I have however lived this life for aslong as I can remember, “it” is what makes me who I am. As much as I’d like to hide it and never write about it, I need to face facts that although medication could mask it, it will always be part of me. It could be like carrying a huge suitcase and attempting to hide it, disguise it as something else or I can just be brutally honest with my audience, my friends and talk about it.
Let’s break the stigma. It’s not spoken about enough, it’s misunderstood.
Mental health problems are real. The chances are, you know someone with an illness. If you didn’t, you now know I have a mental health illness.
I have personally been misdiagnosed with depression for years. When you are actively trying to fix a “problem” believe you me it’s frustrating to not know what’s really going on. It can be frightening. Now I have my “label” so to speak it is a breath of fresh air. For years I had been treating an illness that didn’t, in reality exist to me. There’s no wonder it wasn’t working. For a while I felt I wouldn’t ever be “fixed” and although that may still be true. I now have the knowledge and understanding that I’m not loosing myself, it has a name and other people also have it too. I understand my triggers, I now know what I need to do to keep my health stable and I know what I need to do when it’s not.

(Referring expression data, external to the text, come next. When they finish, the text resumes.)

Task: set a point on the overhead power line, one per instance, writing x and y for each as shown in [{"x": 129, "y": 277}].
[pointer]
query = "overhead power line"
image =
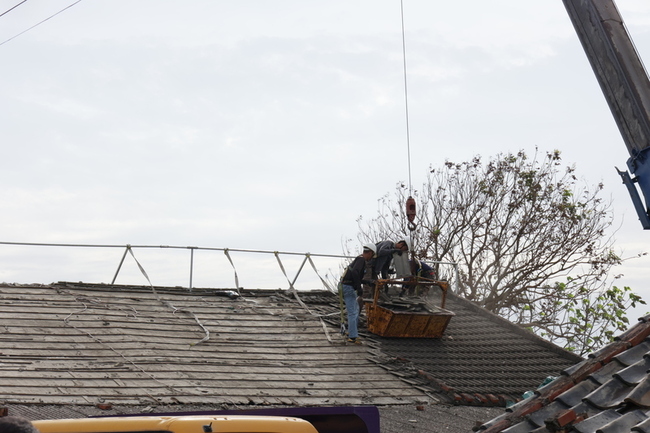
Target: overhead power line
[
  {"x": 39, "y": 23},
  {"x": 9, "y": 10}
]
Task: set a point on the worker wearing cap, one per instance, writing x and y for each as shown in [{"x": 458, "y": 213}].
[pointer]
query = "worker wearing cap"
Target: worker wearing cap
[
  {"x": 351, "y": 287},
  {"x": 385, "y": 251}
]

So there you have it, I have a Mental illness. If you already know me, you will probably know my “quirks”. I have a passion for new things that I didn’t understand prior to my diagnosis was any different of a passion than anybody else’s. I knew the down side to the illness I didn’t spot the highs, I thought it was just me.
Mental health illnesses even I’m 2016 aren’t spoken about enough. Children ask questions and sometimes we hush them as we feel they are asking too much. Maybe that is where is stems from? Maybe we were hushed too much from being small that we don’t ask the questions now.
I’m still unsure of why it’s not spoken about. I for one are no longer ashamed.